Orofacial Myofunctional Disorder Causes

What Causes an Orofacial Myofunctional Disorder?

There are many causal factors so it may difficult to point to one.  Research has demonstrated that any obstruction to the airway (such as a thumb/finger/pacifier sucking habit, enlarged tonsils or adenoids, deviated septum, nasal polyps etc) or an upper respiratory disorder (chronic colds, asthma, allergies) may contribute to the development of an Orofacial Myofunctional Disorder.  
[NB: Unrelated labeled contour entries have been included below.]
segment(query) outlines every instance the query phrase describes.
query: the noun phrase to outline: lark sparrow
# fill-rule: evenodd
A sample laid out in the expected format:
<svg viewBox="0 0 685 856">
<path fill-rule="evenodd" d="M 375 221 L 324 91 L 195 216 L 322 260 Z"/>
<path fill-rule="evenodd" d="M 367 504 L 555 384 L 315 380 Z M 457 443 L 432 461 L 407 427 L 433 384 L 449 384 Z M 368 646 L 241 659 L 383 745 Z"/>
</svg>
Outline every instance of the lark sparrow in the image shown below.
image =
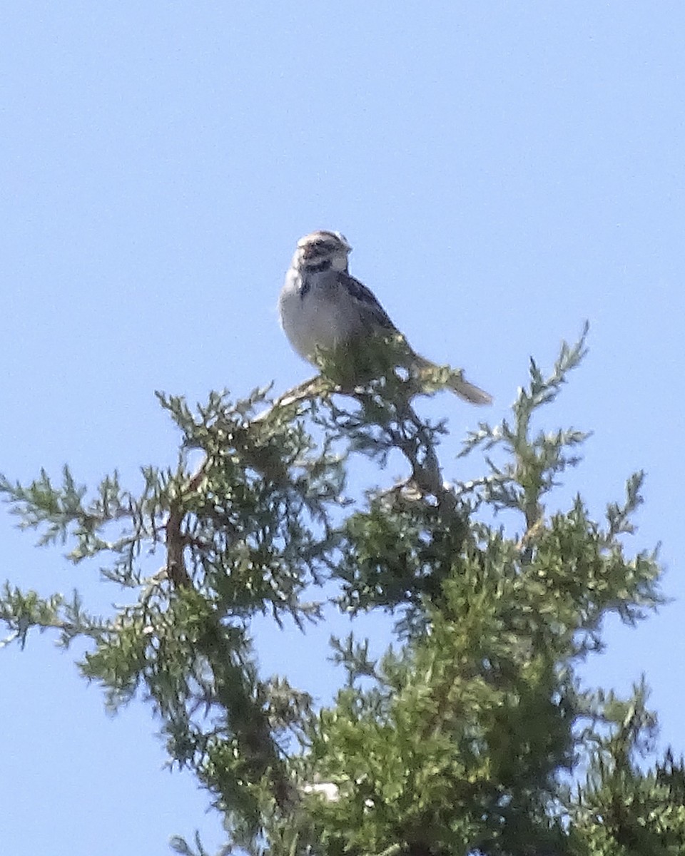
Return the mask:
<svg viewBox="0 0 685 856">
<path fill-rule="evenodd" d="M 281 290 L 281 326 L 295 350 L 317 365 L 319 351 L 346 348 L 354 353 L 372 338 L 395 336 L 400 342 L 398 365 L 420 376 L 435 363 L 416 354 L 390 319 L 373 293 L 348 272 L 352 247 L 339 232 L 313 232 L 297 242 Z M 489 404 L 491 396 L 452 371 L 446 385 L 473 404 Z"/>
</svg>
These causal factors include but are not limited to :

  • vigorous digit (thumb/finger) or pacifier sucking for a prolonged period of time or beyond an appropriate age 
  • enlarged tonsils and/or adenoids 
  • shortened lingual (tongue) or labial (lip) frenum (a cord-like soft tissue)
  • chronic allergies, sinus infections and/or nasal congestion
  • neurological, structural, muscular or other physiological abnormalities
  • hereditary conditions 

When one or many of these causal factors are identified during the initial evaluation, the patient is referred to the appropriate professional such as an ENT or an oral surgeon. 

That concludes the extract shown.